Тайна происхождения последнего кусочка фильма и подрывного акта, что ввел его в бесконечный круг снов, спроецированный на город, была почти сродни ужасу. На заброшенном автовокзале, в муках ужаса перед неминуемой смертью, висела голой на крюке молодая актриса, пришедшая на пробы, оказавшиеся для нее роковыми. Стоило этой сцене показаться у Карла на потолке, как он поспешно упаковал сумку, выбежал из отеля, поймал такси и помчался по Сансет-Стрип. Такси довезло его до автовокзала, где он сел на автобус, идущий на север, и добрался до Сан-Франциско, где, как он думал, можно будет хотя бы вернуть наконец собственные сны. После этого Карл на время потерял свою веру в карты и погряз в нищете, которая в конечном итоге привела его в заброшенный отель «Посейдон» рядом с Драконовыми Воротами в китайском квартале Сан-Франциско.

Но теперь, когда он нашел маленькую окровавленную голубую карту в стене своей квартиры, его снова поглотила логика карт. День и ночь напролет он намечает координаты, карты окружают его – они на полу, под ногами, и на стенах, и его мысли начинают кружиться в круговороте. Теперь день и ночь он производит в голове вычисления, истязая свой мозг в попытках выяснить, какая алгебраическая стратегия прояснит заданное уравнение, какой решающий неизвестный фактор даст ответ. К концу этого вечера Карл, изголодавшийся, поскольку не совершил своей обычной прогулки в булочную и китайскую забегаловку, загнал себя в мириады предварительных условий, касающихся безумных графиков, курсов, чертежей, пересечений мельтешащих широт и рушащихся меридианов, его мозг помешался на уравнениях, координатах, неизвестных факторах, и, измученный все более абсурдными результатами, старик уже попросту не мог отключить свой мозг. Даже погрузившись в кресло, выключив лампу и закрыв глаза, он не мог остановить мечущихся в голове вычислений. В темноте было даже хуже – не оставалось ничего, кроме шифров и координат, так и сяк катающихся в глазных шарах, пока даже внутренняя поверхность закрытых век не превращалась в карту.
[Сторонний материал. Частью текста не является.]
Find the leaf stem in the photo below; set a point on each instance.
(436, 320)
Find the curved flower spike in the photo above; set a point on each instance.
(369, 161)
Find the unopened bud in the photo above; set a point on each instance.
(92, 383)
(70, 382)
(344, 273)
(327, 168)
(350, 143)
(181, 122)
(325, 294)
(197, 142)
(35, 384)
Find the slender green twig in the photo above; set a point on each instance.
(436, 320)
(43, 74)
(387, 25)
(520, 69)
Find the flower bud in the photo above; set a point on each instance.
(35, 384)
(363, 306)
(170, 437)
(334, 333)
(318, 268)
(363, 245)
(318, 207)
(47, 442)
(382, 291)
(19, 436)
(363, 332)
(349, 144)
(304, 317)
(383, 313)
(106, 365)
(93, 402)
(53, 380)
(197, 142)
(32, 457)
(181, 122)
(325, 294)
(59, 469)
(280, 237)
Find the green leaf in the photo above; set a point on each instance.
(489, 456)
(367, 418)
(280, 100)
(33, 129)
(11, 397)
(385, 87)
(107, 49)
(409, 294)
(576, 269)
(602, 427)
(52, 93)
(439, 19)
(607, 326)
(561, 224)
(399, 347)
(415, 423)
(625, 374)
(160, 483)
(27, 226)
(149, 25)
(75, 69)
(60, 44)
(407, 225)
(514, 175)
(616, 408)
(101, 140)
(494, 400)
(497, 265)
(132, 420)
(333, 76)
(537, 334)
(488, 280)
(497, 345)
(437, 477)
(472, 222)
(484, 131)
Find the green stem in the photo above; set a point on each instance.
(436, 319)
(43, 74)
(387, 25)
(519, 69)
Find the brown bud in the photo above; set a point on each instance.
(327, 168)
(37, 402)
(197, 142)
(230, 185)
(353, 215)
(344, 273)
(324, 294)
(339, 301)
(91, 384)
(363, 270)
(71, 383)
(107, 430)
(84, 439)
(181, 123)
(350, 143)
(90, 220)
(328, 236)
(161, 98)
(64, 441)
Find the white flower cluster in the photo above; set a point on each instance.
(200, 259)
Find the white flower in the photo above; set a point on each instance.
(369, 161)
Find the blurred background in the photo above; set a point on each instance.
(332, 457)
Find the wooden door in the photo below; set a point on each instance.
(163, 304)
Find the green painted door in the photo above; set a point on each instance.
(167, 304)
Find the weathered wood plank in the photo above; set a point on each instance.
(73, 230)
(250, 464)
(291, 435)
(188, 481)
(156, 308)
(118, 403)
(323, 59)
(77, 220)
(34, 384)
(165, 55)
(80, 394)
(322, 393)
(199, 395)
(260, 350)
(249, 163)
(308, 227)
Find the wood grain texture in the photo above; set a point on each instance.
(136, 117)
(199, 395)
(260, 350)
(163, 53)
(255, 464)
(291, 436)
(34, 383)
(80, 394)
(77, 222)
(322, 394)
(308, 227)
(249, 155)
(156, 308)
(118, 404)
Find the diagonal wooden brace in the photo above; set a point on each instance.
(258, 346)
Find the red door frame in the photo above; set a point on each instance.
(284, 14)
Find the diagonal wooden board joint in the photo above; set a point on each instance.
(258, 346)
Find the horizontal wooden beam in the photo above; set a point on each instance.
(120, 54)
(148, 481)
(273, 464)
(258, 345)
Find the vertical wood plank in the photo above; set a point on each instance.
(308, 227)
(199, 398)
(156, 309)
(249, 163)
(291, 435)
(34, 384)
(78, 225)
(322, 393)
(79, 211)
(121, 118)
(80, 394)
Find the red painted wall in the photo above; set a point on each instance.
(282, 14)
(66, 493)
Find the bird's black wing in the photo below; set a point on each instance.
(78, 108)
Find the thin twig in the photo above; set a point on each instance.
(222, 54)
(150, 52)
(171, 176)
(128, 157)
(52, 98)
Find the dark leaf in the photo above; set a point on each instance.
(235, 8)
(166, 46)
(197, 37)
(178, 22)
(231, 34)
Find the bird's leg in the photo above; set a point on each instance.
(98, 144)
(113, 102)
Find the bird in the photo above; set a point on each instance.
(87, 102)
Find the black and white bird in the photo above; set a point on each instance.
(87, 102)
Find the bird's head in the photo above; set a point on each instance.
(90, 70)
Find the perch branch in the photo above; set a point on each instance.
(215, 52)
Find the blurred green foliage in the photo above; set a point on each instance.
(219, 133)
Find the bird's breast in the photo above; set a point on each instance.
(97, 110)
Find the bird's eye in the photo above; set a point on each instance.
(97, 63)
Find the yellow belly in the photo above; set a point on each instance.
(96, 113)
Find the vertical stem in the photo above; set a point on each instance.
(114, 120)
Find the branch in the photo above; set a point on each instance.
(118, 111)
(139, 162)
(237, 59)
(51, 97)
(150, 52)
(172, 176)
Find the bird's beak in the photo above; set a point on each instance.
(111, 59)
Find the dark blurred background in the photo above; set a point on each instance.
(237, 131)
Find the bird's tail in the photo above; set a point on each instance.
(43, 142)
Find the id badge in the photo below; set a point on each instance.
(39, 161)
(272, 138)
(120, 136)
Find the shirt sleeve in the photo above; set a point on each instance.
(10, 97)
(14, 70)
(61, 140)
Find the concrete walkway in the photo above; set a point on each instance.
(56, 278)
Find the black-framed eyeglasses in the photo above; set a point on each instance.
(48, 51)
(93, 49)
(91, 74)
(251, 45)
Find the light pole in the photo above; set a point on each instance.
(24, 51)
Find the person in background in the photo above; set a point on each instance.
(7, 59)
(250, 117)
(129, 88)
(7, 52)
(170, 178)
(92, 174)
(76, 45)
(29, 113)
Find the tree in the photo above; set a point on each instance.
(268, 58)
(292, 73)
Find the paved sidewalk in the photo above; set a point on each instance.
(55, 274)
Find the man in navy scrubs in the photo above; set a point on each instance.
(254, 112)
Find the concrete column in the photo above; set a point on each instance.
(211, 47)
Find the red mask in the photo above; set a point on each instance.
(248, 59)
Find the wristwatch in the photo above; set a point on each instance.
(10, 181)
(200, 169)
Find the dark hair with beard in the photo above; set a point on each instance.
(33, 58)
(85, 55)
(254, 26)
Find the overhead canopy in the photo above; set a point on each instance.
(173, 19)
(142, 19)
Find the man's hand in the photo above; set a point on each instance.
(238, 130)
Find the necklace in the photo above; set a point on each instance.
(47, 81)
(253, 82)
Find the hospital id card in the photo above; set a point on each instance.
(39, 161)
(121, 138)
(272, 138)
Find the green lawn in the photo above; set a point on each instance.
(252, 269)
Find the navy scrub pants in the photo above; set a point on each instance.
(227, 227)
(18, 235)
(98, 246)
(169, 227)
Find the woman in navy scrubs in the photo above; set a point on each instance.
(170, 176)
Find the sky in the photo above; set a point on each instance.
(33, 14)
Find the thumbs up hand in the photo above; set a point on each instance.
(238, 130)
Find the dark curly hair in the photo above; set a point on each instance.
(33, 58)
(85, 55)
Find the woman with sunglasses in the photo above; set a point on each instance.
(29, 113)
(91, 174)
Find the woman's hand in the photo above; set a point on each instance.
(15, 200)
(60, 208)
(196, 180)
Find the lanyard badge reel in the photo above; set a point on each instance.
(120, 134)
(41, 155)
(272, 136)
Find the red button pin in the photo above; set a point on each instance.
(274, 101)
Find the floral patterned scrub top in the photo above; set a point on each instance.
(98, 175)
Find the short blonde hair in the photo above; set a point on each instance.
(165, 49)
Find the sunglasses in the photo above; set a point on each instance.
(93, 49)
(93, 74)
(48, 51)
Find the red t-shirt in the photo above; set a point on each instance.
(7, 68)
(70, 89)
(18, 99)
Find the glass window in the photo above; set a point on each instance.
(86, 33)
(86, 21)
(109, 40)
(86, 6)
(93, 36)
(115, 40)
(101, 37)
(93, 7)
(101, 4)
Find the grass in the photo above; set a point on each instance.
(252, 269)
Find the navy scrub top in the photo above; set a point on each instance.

Какое-то время он посидел с выключенным светом, жалея, что нечего поесть. В темноте в пентхаузе было страшно; Карл ловил себя на том, что прислушивается к странным звукам, которые могли издать незваные гости. В зловещей тишине маячила темная тень на месте, где прежде был лифт, а теперь оставалась лишь пустая шахта с доской, наискось прибитой поперек проема, где когда-то открывались и закрывались двери. Карл всегда боялся передвигаться по комнате в темноте – боялся споткнуться и упасть в шахту лифта. В темноте снаружи он различил клубы тумана, ползущие от залива по Грант-авеню; туман заволакивал таинственное граффити на доме напротив, хотя Карл видел его тысячу раз. Там было написано: «Я УПАЛ В ОБЪЯТЬЯ ВЕНЕРЫ МИЛОССКОЙ». Карл опять включил свет и начал изображать новый, по уточненным данным, чертеж на очередной карте, а потом снова в изнеможении уронил карандаш. Его тело ненавидело это кресло, его ум ненавидел эту одержимость. Я не одержим своими картами, это мои карты одержимы мной, говорил он раньше, много лет назад, но теперь он действительно был одержим ими и не знал, означает ли это, что его вера навсегда пропала. Он никогда точно не знал, во что верит, и однажды сказал, что в глубине любой веры таится лишь вера в саму веру. Его глаза ослабли, расфокусировались, хотя он всегда отличался хорошим зрением, за что с годами все чаще благодарил судьбу, так как ему становилось все трудней позволить себе очки; но снова, хотя он и положил карандаш, он не мог остановить вычислений у себя в голове, и в изнеможении его мозг соскользнул в хаос, где сливались воедино все дневные сомнения и ночные уверенности, и 2, 3, 7, 5, 68 и 19, и черная разинутая пасть лифта, и граффити на стене дома напротив, и имя девушки.

Мысль вспыхнула в уме так быстро, что он тут же забыл ее. Но чуть погодя его мозг проделал последнее необъяснимое вычисление, и когда Карл открыл глаза, все координаты схлопнулись к нулю.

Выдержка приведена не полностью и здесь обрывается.